The tack I took was this: Picard hadn't just
seen the future. There were, in vague glimpses, twenty-five years worth of additional memories in his skull. He'd interacted quite well with people in the future timeline. There were memories there, and he was able to use them.
And it made him cocky.
The story was told in flashback. Picard is on the
Farragut, leaving Veridian III, and he's musing on how things went wrong.
The memories of the confrontation with Soran that Picard had from the "All Good Things..." future were
vastly different. Everything was the same, right up into the Nexus, only instead of travelling back to Veridian III, Picard and Kirk travel back to the
Enterprise-B. And Soran "senses" this from inside the Nexus, and he leaves the Nexus, returns to the -B, and confronts the captains.
Soran tries to commandeer the
Enterprise-B from Engineering. He and Picard break into Engineering along the intermix chamber. They fight in Engineering.
Kirk is killed in Engineering. Basically, Kirk dies saving the
Enterprise. Soran is taken into custody. DTI takes care of Picard.
(And in the film, Riker says something about how Kirk was killed aboard the
Enterprise-B.
This is what he meant. Not the "sucked out into space" bit.)

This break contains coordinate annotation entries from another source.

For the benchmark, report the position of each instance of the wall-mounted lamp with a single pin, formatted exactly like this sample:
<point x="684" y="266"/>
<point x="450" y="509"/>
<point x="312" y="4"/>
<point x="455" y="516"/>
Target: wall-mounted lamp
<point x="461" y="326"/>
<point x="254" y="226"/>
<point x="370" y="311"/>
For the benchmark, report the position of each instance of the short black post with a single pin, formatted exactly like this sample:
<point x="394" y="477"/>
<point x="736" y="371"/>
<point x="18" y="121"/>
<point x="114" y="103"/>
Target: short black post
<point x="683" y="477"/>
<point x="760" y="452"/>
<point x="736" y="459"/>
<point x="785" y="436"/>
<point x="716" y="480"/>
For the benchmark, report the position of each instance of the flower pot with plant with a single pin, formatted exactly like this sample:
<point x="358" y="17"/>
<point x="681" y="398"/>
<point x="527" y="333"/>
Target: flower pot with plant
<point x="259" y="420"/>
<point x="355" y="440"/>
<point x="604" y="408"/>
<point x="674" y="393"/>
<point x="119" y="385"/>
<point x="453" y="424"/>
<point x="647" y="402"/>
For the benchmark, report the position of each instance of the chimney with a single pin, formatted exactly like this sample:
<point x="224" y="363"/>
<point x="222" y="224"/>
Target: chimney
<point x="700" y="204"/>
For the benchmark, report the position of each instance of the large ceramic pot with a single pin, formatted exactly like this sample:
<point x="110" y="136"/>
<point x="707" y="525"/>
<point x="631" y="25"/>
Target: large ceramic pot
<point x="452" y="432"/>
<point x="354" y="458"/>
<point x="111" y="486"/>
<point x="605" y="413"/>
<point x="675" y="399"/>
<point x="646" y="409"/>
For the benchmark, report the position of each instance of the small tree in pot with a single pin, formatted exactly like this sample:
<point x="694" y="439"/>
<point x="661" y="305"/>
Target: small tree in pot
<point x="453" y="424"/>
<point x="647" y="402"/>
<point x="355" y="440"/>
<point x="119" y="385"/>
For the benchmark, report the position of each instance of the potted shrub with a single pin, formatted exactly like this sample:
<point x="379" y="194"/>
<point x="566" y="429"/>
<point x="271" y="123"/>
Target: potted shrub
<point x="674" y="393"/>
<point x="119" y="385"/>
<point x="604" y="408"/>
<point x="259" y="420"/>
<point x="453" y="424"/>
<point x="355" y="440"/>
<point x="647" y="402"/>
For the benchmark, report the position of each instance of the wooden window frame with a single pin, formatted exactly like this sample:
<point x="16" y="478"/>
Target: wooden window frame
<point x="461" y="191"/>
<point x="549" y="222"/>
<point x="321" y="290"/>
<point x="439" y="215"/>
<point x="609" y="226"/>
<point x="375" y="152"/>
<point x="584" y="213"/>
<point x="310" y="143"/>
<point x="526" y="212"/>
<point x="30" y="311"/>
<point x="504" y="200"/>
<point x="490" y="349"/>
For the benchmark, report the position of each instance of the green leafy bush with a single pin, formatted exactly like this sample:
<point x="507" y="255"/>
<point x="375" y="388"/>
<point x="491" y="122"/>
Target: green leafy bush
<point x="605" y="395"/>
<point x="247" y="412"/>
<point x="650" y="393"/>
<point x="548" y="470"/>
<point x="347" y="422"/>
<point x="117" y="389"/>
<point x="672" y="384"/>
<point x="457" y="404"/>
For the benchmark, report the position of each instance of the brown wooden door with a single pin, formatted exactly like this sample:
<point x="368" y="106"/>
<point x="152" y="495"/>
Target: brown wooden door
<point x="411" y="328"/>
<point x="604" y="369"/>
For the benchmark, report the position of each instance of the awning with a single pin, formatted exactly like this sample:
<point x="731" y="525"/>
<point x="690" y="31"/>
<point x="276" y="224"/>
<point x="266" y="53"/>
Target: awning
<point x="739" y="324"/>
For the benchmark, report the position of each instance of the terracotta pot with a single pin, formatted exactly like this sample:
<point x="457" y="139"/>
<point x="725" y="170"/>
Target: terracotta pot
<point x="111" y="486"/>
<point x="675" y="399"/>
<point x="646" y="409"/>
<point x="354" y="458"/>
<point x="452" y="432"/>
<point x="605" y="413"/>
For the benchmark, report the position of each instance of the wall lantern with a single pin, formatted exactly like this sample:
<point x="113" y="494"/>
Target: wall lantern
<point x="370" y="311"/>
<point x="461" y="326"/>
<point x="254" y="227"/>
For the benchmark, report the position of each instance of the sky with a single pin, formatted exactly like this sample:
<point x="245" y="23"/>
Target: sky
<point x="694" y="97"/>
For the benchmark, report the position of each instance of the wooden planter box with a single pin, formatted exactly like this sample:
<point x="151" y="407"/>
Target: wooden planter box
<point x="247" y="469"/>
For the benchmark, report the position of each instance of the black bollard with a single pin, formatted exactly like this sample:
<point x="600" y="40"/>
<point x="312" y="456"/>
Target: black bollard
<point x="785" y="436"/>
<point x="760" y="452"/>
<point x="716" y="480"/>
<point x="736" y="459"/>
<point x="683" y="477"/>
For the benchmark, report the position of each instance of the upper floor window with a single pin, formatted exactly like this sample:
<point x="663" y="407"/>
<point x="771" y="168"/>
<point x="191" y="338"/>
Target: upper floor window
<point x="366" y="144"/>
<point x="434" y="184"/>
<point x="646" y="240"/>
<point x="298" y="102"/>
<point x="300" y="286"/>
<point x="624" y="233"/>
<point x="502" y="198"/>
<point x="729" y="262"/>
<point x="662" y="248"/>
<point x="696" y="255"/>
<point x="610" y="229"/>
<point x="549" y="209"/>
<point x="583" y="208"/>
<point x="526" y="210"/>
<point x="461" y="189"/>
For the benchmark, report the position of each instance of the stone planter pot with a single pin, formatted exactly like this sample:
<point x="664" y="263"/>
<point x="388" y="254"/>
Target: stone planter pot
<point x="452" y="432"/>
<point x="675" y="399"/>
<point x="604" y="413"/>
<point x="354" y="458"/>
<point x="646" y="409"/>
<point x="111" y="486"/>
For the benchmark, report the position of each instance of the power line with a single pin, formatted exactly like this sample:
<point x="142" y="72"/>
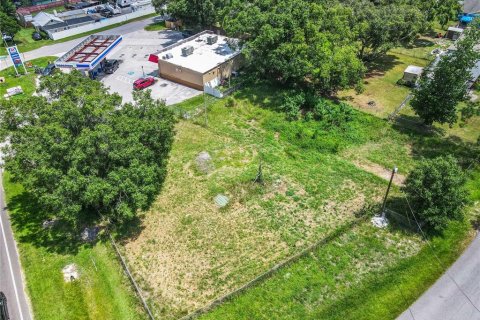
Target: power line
<point x="438" y="259"/>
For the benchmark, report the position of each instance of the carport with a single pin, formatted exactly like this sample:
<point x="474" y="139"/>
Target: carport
<point x="89" y="55"/>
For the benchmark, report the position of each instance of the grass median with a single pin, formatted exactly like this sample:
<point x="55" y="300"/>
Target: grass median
<point x="25" y="42"/>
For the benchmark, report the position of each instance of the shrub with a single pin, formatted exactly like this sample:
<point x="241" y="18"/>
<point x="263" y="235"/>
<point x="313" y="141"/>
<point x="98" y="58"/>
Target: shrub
<point x="436" y="191"/>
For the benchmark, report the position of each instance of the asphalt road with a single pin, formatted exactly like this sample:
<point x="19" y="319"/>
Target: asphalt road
<point x="11" y="278"/>
<point x="62" y="47"/>
<point x="444" y="300"/>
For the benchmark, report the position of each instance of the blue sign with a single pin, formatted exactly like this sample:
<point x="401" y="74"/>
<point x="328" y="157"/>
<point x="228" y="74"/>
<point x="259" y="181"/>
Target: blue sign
<point x="15" y="56"/>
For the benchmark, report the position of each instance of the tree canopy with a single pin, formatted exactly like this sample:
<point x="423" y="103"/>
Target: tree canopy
<point x="444" y="85"/>
<point x="297" y="42"/>
<point x="436" y="191"/>
<point x="316" y="44"/>
<point x="80" y="152"/>
<point x="8" y="24"/>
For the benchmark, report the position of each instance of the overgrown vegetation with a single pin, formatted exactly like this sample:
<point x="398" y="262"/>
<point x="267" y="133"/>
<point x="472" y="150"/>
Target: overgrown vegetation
<point x="436" y="191"/>
<point x="312" y="188"/>
<point x="27" y="82"/>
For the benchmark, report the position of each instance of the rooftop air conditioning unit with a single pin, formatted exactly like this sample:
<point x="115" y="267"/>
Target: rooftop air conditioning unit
<point x="186" y="51"/>
<point x="212" y="39"/>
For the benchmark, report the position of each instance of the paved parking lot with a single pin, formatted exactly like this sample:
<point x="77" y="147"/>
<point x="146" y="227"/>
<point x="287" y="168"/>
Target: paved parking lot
<point x="133" y="54"/>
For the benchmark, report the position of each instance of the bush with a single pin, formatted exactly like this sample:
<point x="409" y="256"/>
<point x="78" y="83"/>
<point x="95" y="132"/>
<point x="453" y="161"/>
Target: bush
<point x="436" y="191"/>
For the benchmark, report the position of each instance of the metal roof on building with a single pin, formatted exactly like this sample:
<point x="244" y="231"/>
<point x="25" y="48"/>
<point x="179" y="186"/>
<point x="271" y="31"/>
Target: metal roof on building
<point x="69" y="23"/>
<point x="88" y="53"/>
<point x="44" y="18"/>
<point x="471" y="6"/>
<point x="202" y="56"/>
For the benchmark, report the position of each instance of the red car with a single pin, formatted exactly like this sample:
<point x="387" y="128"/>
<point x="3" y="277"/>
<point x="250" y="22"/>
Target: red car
<point x="142" y="83"/>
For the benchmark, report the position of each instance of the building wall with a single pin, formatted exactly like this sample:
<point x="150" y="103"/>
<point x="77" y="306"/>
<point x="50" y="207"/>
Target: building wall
<point x="180" y="75"/>
<point x="410" y="77"/>
<point x="195" y="79"/>
<point x="102" y="23"/>
<point x="224" y="70"/>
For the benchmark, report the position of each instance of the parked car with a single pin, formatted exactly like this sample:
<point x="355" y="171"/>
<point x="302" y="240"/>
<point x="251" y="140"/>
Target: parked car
<point x="37" y="36"/>
<point x="48" y="70"/>
<point x="7" y="37"/>
<point x="111" y="66"/>
<point x="106" y="14"/>
<point x="3" y="307"/>
<point x="187" y="33"/>
<point x="143" y="83"/>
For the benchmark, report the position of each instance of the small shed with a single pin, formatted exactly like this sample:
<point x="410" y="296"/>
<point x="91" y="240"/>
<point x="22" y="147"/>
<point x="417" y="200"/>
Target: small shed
<point x="453" y="33"/>
<point x="411" y="74"/>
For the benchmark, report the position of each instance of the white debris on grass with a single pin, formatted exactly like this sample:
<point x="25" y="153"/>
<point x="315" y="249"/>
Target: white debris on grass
<point x="90" y="234"/>
<point x="380" y="222"/>
<point x="221" y="200"/>
<point x="204" y="162"/>
<point x="70" y="273"/>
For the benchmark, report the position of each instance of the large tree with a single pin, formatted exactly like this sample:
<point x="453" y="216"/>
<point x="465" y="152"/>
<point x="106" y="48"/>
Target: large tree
<point x="296" y="42"/>
<point x="444" y="85"/>
<point x="436" y="191"/>
<point x="81" y="152"/>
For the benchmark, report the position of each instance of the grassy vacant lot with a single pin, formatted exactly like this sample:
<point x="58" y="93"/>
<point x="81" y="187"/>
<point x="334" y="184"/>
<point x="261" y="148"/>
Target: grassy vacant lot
<point x="187" y="251"/>
<point x="25" y="42"/>
<point x="363" y="274"/>
<point x="383" y="75"/>
<point x="381" y="87"/>
<point x="27" y="82"/>
<point x="102" y="292"/>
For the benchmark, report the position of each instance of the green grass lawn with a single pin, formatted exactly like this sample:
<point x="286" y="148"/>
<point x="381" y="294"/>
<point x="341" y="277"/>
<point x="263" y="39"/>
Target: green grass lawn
<point x="381" y="81"/>
<point x="157" y="26"/>
<point x="364" y="272"/>
<point x="359" y="275"/>
<point x="101" y="292"/>
<point x="25" y="42"/>
<point x="26" y="81"/>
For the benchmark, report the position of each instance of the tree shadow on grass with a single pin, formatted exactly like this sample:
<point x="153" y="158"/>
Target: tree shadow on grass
<point x="27" y="218"/>
<point x="430" y="142"/>
<point x="379" y="66"/>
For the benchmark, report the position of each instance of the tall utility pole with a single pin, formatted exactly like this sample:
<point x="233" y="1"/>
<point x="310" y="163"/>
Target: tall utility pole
<point x="381" y="221"/>
<point x="395" y="169"/>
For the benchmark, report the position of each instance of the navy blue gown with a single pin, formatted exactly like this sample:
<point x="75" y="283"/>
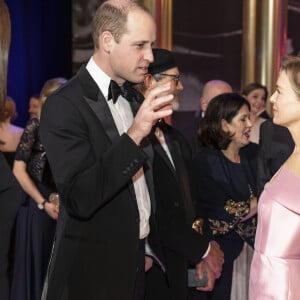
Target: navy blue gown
<point x="34" y="228"/>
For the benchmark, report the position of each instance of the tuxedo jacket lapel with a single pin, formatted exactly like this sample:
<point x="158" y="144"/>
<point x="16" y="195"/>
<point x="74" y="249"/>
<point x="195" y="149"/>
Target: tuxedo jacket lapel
<point x="98" y="104"/>
<point x="160" y="150"/>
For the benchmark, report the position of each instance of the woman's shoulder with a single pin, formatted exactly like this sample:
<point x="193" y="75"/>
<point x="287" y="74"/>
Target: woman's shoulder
<point x="250" y="151"/>
<point x="207" y="154"/>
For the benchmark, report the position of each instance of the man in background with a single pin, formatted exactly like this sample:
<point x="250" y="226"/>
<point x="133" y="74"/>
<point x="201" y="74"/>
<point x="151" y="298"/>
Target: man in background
<point x="175" y="201"/>
<point x="210" y="90"/>
<point x="34" y="105"/>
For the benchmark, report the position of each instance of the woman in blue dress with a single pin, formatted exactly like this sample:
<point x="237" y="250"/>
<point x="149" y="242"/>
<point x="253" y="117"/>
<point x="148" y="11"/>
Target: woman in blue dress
<point x="36" y="220"/>
<point x="225" y="172"/>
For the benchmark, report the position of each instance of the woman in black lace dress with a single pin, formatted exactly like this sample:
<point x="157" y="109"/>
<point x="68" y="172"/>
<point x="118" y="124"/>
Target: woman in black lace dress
<point x="36" y="220"/>
<point x="10" y="191"/>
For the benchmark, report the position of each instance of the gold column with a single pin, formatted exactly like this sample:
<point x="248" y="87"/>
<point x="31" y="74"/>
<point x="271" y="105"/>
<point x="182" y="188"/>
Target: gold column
<point x="249" y="38"/>
<point x="265" y="31"/>
<point x="162" y="11"/>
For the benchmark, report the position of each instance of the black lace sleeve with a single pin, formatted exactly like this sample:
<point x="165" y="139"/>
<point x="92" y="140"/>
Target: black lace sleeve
<point x="28" y="140"/>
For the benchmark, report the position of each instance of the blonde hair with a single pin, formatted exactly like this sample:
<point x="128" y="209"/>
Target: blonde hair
<point x="112" y="16"/>
<point x="291" y="65"/>
<point x="9" y="110"/>
<point x="5" y="35"/>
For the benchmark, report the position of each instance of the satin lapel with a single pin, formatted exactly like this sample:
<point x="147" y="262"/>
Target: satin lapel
<point x="98" y="103"/>
<point x="183" y="178"/>
<point x="160" y="150"/>
<point x="102" y="111"/>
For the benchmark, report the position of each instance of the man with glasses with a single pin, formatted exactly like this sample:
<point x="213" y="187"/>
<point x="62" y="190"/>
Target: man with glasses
<point x="175" y="199"/>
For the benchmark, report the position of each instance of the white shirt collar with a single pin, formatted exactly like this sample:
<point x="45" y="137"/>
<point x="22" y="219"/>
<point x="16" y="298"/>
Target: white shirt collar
<point x="101" y="79"/>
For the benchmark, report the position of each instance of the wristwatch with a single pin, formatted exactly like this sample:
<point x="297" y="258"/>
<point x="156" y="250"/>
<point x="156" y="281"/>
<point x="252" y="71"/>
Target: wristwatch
<point x="41" y="205"/>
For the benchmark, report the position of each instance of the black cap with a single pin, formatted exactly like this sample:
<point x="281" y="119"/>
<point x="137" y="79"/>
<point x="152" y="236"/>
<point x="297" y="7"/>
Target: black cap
<point x="163" y="60"/>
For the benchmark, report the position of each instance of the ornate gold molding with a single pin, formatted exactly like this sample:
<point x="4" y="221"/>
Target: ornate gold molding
<point x="162" y="11"/>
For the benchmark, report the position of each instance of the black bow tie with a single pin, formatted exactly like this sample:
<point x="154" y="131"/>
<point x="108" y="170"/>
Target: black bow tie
<point x="114" y="91"/>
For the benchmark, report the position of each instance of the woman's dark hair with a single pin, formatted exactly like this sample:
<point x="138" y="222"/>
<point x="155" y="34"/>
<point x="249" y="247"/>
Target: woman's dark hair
<point x="222" y="107"/>
<point x="254" y="86"/>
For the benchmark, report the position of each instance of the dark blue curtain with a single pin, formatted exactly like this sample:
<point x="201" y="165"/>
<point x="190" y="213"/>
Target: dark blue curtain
<point x="41" y="48"/>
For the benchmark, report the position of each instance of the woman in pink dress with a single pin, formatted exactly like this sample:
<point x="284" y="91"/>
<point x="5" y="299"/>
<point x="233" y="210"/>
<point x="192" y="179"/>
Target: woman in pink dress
<point x="275" y="269"/>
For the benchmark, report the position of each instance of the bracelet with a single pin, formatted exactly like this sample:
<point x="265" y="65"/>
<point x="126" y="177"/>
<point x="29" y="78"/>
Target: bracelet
<point x="41" y="205"/>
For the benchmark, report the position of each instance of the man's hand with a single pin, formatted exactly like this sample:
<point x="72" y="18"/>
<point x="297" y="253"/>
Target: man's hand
<point x="157" y="105"/>
<point x="201" y="267"/>
<point x="215" y="259"/>
<point x="148" y="263"/>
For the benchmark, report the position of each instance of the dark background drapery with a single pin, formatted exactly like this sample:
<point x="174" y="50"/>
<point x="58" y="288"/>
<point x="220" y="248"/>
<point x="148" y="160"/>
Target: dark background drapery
<point x="41" y="48"/>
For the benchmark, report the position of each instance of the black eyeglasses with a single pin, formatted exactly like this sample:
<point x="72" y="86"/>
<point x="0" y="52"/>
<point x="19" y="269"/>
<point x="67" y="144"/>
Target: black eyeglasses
<point x="175" y="78"/>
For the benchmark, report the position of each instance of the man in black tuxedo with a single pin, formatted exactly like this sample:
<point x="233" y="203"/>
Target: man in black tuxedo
<point x="275" y="146"/>
<point x="100" y="157"/>
<point x="174" y="190"/>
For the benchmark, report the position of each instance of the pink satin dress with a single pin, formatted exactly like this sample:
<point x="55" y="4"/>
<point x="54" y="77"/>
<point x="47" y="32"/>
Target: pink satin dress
<point x="275" y="268"/>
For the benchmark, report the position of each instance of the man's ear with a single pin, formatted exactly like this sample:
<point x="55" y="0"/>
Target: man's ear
<point x="107" y="41"/>
<point x="148" y="81"/>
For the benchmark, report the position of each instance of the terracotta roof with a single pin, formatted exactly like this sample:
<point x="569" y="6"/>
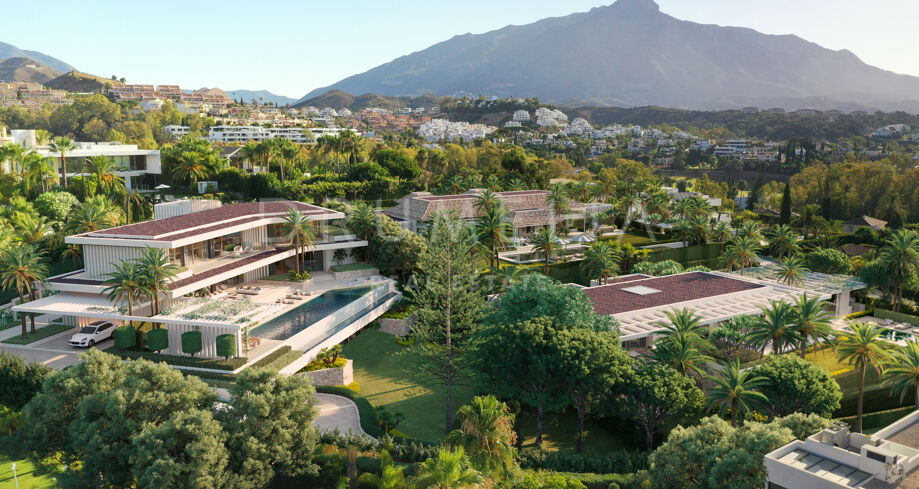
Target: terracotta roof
<point x="190" y="224"/>
<point x="612" y="299"/>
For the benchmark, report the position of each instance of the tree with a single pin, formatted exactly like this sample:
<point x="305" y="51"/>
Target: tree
<point x="600" y="261"/>
<point x="450" y="470"/>
<point x="796" y="385"/>
<point x="449" y="309"/>
<point x="593" y="363"/>
<point x="785" y="213"/>
<point x="22" y="267"/>
<point x="900" y="254"/>
<point x="157" y="271"/>
<point x="901" y="370"/>
<point x="736" y="391"/>
<point x="654" y="394"/>
<point x="545" y="242"/>
<point x="486" y="433"/>
<point x="861" y="348"/>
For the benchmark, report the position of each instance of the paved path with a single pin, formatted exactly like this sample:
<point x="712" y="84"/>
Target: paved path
<point x="334" y="412"/>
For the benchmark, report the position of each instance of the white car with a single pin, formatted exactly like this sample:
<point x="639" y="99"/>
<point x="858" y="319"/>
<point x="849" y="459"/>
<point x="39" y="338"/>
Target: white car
<point x="92" y="333"/>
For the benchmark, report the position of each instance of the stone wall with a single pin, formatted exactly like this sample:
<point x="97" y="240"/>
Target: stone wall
<point x="333" y="376"/>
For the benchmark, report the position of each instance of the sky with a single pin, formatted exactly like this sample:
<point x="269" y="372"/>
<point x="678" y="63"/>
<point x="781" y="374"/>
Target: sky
<point x="290" y="47"/>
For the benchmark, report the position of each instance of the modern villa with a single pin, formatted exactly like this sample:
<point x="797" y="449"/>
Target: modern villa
<point x="233" y="260"/>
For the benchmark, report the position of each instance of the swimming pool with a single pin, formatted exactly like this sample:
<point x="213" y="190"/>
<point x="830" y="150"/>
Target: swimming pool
<point x="302" y="317"/>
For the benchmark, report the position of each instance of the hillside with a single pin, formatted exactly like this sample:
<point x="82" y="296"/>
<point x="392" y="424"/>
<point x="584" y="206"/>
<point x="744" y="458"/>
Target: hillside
<point x="262" y="96"/>
<point x="338" y="99"/>
<point x="9" y="51"/>
<point x="631" y="54"/>
<point x="25" y="70"/>
<point x="81" y="82"/>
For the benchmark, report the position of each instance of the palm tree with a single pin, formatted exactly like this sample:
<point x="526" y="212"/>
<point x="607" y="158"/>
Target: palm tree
<point x="486" y="434"/>
<point x="861" y="348"/>
<point x="901" y="256"/>
<point x="450" y="470"/>
<point x="493" y="230"/>
<point x="790" y="271"/>
<point x="783" y="241"/>
<point x="301" y="233"/>
<point x="775" y="326"/>
<point x="600" y="261"/>
<point x="62" y="145"/>
<point x="737" y="390"/>
<point x="741" y="253"/>
<point x="545" y="241"/>
<point x="157" y="271"/>
<point x="812" y="322"/>
<point x="23" y="268"/>
<point x="901" y="371"/>
<point x="125" y="284"/>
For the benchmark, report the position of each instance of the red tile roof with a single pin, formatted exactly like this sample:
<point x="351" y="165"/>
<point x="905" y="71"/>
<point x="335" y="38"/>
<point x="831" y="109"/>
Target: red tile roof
<point x="611" y="299"/>
<point x="239" y="213"/>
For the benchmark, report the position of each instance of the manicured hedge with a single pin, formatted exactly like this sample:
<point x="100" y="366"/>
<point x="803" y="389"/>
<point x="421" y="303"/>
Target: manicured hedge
<point x="125" y="337"/>
<point x="191" y="342"/>
<point x="158" y="339"/>
<point x="226" y="345"/>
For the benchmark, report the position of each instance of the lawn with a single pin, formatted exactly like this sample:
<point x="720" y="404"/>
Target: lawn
<point x="40" y="334"/>
<point x="384" y="383"/>
<point x="28" y="479"/>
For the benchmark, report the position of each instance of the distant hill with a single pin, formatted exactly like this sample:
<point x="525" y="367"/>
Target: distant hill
<point x="9" y="51"/>
<point x="25" y="70"/>
<point x="631" y="54"/>
<point x="338" y="99"/>
<point x="76" y="81"/>
<point x="262" y="96"/>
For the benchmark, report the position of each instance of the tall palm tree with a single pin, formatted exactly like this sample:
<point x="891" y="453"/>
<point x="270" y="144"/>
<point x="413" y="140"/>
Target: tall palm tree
<point x="157" y="271"/>
<point x="22" y="267"/>
<point x="783" y="241"/>
<point x="62" y="145"/>
<point x="901" y="256"/>
<point x="125" y="284"/>
<point x="449" y="470"/>
<point x="493" y="230"/>
<point x="741" y="253"/>
<point x="601" y="261"/>
<point x="737" y="390"/>
<point x="775" y="326"/>
<point x="901" y="371"/>
<point x="545" y="242"/>
<point x="812" y="322"/>
<point x="486" y="434"/>
<point x="861" y="348"/>
<point x="790" y="271"/>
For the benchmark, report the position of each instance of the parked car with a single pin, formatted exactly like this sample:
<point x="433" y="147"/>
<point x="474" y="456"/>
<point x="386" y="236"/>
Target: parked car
<point x="92" y="333"/>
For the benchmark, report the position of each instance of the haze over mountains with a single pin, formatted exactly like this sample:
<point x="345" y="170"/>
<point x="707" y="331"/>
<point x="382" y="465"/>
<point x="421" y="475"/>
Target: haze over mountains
<point x="630" y="54"/>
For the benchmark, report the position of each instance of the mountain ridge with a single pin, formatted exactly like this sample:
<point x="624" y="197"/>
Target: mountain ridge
<point x="631" y="54"/>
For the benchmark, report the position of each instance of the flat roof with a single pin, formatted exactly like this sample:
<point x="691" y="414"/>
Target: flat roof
<point x="176" y="227"/>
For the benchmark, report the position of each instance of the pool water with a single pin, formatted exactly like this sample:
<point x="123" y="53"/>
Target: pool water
<point x="302" y="317"/>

Picard remembered all this. And he decided that the mistake they made was in going back to the
Enterprise-B. Surely the two captains could overpower Soran on the Veridian mountaintop. So that's where they went, and things went wrong. Kirk died, and the
Enterprise-D was destroyed.
All because Picard didn't want Kirk to die aboard the
Enterprise-B.
It was a story-within-a-story, and while there were good ideas inside (though in typing this up I see a major plot hole, or I'm forgetting an important detail -- how was it that the
Enterprise-D wasn't destroyed in the "original" timeline), the writing wasn't compelling. The story started out slow, because Picard was pensive, and Picard explores his memories by talking with Guinan, and it never really gelled.
I haven't read this story in years. It was called, I think, "Memories of Tomorrow."